Some quirky claims are made when people are on holiday and doing crazy and funny things,” she said.

“The crazier, smaller claims definitely fall within the under 30 age bracket and the higher value claimers are often medical claims made by seniors.”

Another claimant received a kick in the teeth after witnessing an accident — while he went to give the victims a helping hand he left his photography gear unattended and consequently it was stolen.

His claim for stolen goods was rejected.

Every year more than 8 million Australians travel overseas and the Department of Foreign Affairs and Trades provides consular assistance to more than 10,000 people in difficulty.

However the Australian Government does not pay for travellers’ medical treatment overseas or medical evacuation overseas.

Travel insurance policies normally cover medical expenses from personal injury or illness, loss of goods, theft and disruptions to travel plans.

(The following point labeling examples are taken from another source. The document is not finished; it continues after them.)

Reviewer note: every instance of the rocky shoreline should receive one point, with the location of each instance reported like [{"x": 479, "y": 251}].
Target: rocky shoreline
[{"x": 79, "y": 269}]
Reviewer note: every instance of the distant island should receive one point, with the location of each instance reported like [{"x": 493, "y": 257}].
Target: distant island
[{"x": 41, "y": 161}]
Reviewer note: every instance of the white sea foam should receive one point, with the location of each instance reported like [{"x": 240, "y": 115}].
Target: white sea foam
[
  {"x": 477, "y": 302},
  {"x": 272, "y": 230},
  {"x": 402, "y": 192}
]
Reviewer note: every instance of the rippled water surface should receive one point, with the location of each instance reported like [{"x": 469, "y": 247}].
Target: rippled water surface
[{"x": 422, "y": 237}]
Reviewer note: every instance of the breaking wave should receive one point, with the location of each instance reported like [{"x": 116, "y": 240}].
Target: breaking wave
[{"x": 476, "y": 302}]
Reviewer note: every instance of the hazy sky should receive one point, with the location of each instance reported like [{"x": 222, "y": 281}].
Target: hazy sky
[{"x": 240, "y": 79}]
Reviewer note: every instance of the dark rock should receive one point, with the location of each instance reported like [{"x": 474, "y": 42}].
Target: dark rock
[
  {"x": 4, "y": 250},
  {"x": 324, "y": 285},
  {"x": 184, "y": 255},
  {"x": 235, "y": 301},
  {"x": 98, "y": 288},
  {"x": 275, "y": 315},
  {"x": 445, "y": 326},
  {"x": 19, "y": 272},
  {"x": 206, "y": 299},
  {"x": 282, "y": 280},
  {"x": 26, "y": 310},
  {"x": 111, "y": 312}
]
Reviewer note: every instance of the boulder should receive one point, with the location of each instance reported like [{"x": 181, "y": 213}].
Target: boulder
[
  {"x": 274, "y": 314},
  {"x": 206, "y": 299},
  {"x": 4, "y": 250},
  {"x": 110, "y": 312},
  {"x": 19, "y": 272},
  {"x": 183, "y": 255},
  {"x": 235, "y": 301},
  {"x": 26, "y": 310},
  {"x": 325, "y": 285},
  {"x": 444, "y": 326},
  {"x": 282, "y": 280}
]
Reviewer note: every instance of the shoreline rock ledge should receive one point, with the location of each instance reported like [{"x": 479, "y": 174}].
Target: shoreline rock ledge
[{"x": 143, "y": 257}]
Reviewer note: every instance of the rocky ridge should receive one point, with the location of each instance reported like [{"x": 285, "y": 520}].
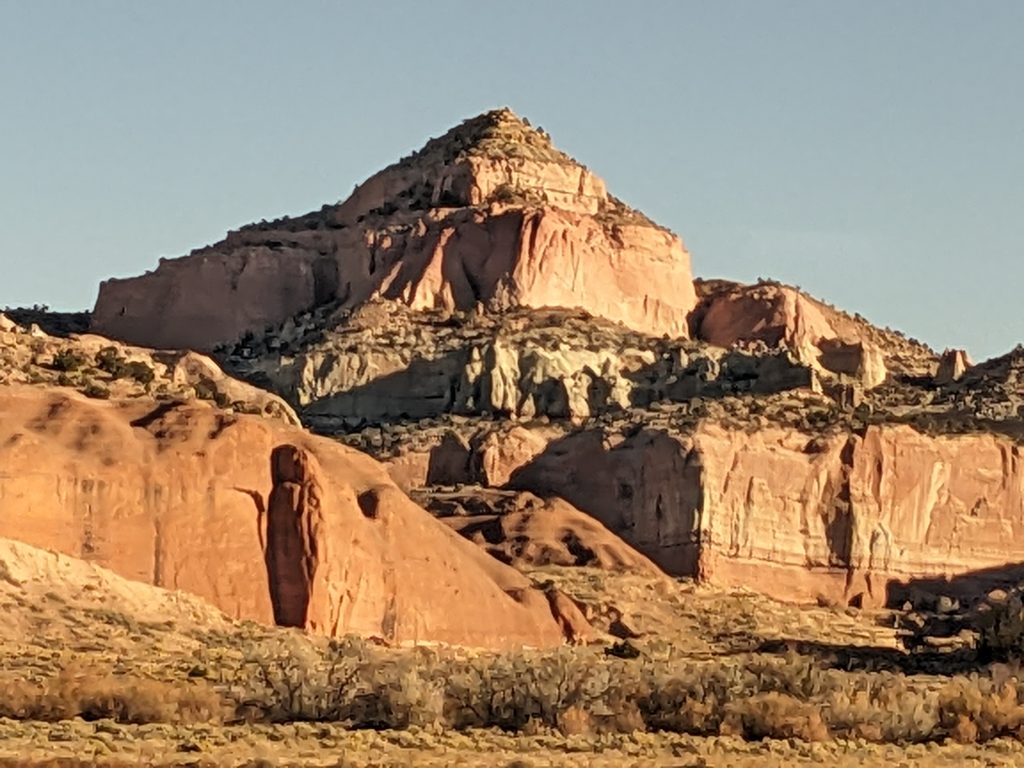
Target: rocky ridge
[
  {"x": 491, "y": 212},
  {"x": 163, "y": 485}
]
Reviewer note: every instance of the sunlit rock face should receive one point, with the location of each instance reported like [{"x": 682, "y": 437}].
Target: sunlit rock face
[{"x": 491, "y": 213}]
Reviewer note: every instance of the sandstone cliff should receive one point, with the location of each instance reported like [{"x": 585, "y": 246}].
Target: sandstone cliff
[
  {"x": 183, "y": 496},
  {"x": 840, "y": 515},
  {"x": 820, "y": 335},
  {"x": 489, "y": 212}
]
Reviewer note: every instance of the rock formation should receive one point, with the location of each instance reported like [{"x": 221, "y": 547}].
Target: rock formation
[
  {"x": 489, "y": 212},
  {"x": 171, "y": 494},
  {"x": 952, "y": 366},
  {"x": 102, "y": 369},
  {"x": 843, "y": 516},
  {"x": 524, "y": 530},
  {"x": 819, "y": 335}
]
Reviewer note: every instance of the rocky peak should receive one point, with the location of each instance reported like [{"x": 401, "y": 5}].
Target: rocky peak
[{"x": 489, "y": 213}]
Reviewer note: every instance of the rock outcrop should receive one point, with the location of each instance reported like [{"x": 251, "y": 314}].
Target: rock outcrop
[
  {"x": 102, "y": 369},
  {"x": 829, "y": 340},
  {"x": 952, "y": 366},
  {"x": 172, "y": 494},
  {"x": 852, "y": 517},
  {"x": 526, "y": 531},
  {"x": 489, "y": 212},
  {"x": 385, "y": 364}
]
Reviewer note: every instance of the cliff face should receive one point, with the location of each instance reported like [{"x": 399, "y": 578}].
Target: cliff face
[
  {"x": 819, "y": 335},
  {"x": 184, "y": 496},
  {"x": 491, "y": 212},
  {"x": 798, "y": 516}
]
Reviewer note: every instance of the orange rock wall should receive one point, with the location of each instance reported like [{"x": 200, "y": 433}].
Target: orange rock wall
[
  {"x": 172, "y": 496},
  {"x": 843, "y": 517}
]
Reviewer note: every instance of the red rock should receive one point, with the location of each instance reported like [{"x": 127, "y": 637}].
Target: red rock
[
  {"x": 526, "y": 531},
  {"x": 840, "y": 517},
  {"x": 826, "y": 338},
  {"x": 952, "y": 366},
  {"x": 488, "y": 213},
  {"x": 173, "y": 495}
]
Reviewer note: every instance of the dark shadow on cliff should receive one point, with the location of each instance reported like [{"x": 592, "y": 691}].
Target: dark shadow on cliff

IBISWorld senior analyst Ryan Lin said in 2014-15 financial year Australian travel companies were expected to underwrite around $780 million in premiums but said overall take-up had a slow growth rate.

“Australians are expected to be inherently confident travellers despite being geographically isolated from the rest of the world,’’ he said.

Compareinsurance data shows about 75 per cent of claims are for less than $1,000 and usually involve lost baggage, cameras, smartphones, flight cancellations and minor injuries.

The average cost of travel insurance is about $165 and the majority of claims come from travel in Asia (Thailand and Indonesia), USA, NZ and the UK.